We jumped up, every last one of us, rushing towards the chocolate-banana pizza trying to get a bite. The laughter stopped; it was serious now, the need to grab a piece before it ran out outweighing friendships. Scratching and pushing each other, some of us were fortunate to get a bite of what I can only describe as pure bliss. The others watched as we ate and lost ourselves in the deliciousness of that little bite we managed to get.
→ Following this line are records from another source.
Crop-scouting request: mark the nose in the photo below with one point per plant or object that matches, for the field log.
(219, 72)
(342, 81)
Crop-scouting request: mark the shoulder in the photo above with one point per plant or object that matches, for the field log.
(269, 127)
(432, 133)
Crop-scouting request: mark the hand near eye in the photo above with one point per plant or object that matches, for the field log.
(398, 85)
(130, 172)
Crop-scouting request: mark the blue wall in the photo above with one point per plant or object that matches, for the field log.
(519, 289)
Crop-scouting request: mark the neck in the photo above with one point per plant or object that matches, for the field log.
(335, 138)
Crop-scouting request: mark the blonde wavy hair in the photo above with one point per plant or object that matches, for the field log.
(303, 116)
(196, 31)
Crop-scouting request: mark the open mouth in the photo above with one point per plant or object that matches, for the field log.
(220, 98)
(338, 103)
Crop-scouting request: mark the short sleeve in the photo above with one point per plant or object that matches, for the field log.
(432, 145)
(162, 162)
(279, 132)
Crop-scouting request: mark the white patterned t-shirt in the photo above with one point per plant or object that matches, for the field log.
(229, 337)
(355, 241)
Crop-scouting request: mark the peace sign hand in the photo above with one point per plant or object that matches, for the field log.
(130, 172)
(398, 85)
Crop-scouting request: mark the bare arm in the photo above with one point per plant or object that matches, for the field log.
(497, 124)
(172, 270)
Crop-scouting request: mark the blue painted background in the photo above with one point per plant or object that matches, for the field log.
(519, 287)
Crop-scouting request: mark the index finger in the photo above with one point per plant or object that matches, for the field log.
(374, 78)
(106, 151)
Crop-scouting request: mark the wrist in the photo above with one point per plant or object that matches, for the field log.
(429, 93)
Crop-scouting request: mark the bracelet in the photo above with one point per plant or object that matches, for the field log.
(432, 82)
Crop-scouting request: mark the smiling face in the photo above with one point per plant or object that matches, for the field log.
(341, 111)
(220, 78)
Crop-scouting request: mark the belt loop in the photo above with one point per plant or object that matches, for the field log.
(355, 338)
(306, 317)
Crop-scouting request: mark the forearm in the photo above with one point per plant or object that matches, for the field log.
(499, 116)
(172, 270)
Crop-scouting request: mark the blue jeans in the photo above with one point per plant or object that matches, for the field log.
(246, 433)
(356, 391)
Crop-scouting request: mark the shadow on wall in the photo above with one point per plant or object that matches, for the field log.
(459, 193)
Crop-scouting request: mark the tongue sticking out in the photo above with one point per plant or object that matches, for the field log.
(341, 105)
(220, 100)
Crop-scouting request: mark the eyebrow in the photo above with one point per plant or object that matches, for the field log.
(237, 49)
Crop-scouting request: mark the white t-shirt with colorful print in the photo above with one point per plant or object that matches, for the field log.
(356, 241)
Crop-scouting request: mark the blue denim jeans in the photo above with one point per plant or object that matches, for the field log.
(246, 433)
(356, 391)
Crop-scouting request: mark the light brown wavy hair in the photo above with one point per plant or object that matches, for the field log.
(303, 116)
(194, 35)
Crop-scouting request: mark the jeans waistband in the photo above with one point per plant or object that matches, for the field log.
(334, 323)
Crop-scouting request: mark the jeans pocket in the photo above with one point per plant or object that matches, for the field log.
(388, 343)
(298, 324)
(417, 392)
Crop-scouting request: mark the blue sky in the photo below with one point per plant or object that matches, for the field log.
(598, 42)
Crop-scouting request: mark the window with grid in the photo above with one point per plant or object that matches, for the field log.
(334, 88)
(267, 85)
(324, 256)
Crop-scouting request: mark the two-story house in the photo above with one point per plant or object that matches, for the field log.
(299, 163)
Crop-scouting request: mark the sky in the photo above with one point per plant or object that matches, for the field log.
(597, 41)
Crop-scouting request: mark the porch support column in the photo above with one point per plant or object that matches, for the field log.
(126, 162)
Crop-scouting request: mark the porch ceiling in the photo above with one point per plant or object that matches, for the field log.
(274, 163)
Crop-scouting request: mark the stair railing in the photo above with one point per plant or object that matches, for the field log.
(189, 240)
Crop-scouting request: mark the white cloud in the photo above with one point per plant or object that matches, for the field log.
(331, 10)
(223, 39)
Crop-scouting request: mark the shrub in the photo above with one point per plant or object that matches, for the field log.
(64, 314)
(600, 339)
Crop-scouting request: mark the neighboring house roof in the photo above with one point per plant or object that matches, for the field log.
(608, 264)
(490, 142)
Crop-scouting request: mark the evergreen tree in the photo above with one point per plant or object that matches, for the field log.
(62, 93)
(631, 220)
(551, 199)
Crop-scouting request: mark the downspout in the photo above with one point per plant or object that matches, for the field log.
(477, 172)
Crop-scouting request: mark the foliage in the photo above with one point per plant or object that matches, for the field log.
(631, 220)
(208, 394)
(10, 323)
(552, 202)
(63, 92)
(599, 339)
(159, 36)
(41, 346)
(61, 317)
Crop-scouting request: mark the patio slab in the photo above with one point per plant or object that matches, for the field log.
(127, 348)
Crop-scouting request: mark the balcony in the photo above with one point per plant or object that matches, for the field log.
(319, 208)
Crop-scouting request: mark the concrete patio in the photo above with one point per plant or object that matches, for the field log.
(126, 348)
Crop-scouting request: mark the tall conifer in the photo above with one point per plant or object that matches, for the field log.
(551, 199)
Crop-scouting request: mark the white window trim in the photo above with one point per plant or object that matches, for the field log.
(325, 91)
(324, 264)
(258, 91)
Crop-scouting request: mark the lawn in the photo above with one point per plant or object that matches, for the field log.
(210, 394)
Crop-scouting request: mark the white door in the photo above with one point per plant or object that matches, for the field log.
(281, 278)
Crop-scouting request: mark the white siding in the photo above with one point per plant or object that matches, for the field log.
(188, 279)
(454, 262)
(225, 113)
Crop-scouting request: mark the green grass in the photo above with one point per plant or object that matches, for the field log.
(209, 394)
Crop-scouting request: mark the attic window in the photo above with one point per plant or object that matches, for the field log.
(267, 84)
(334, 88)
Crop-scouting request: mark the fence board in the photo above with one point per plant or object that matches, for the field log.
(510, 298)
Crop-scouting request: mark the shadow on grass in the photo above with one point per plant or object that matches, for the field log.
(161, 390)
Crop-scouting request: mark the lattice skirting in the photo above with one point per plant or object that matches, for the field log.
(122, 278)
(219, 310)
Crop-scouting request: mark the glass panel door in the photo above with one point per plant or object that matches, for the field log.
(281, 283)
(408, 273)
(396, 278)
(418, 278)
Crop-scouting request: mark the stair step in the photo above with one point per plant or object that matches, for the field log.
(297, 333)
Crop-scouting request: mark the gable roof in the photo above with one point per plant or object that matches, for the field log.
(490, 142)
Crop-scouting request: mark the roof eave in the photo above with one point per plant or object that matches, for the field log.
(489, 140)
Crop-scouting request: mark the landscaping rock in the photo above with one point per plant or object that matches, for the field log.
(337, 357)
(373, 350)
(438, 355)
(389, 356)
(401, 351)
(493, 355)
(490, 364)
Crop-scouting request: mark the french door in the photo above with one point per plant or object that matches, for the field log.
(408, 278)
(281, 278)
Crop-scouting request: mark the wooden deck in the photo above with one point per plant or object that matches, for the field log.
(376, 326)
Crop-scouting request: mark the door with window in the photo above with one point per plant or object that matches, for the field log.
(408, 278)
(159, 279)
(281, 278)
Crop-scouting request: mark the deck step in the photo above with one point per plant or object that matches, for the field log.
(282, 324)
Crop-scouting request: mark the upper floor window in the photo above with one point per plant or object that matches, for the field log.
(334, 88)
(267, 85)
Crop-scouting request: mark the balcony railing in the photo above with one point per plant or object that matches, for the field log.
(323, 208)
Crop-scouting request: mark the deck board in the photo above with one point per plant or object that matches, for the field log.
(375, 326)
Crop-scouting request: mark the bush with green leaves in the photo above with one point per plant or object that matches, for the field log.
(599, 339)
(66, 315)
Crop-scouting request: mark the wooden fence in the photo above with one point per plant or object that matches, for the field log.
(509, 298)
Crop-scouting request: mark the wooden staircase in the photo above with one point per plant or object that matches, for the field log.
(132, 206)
“One more chocolate – banana pizza”, one of us screamed, looking at the waiter.

“For me too”

“Make that three”

“But sir, the kitchen is closed.”

“Please! Only one?? Can’t anything be done?”

“No sir, we’re sorry”

Joel smiled at us with a benign ‘I told you so’ expression, and finished his meal.

We were so wrong about the chocolate-banana pizza. We had laughed, so unnecessarily, and had judged because it sounded strange. We thought Joel was stupid to order it. We laughed at how silly it looked. We judged preemptively, even though we’d never tasted it before. But now that we had, we realised how good it was, and we wanted more. We laughed at something we didn’t understand, and at someone who did, but now we were the ones who wanted it.


It was simple.

We had tasted, and had seen that it was good.

Psalm 34:8

‘Philip found Nathaneal and told him, “We have found the One Moses wrote about in the Law, the One whom the prophets foretold – Jesus of Nazereth, the son of Joseph.”

Can anything good come from Nazereth?” Nathaneal asked.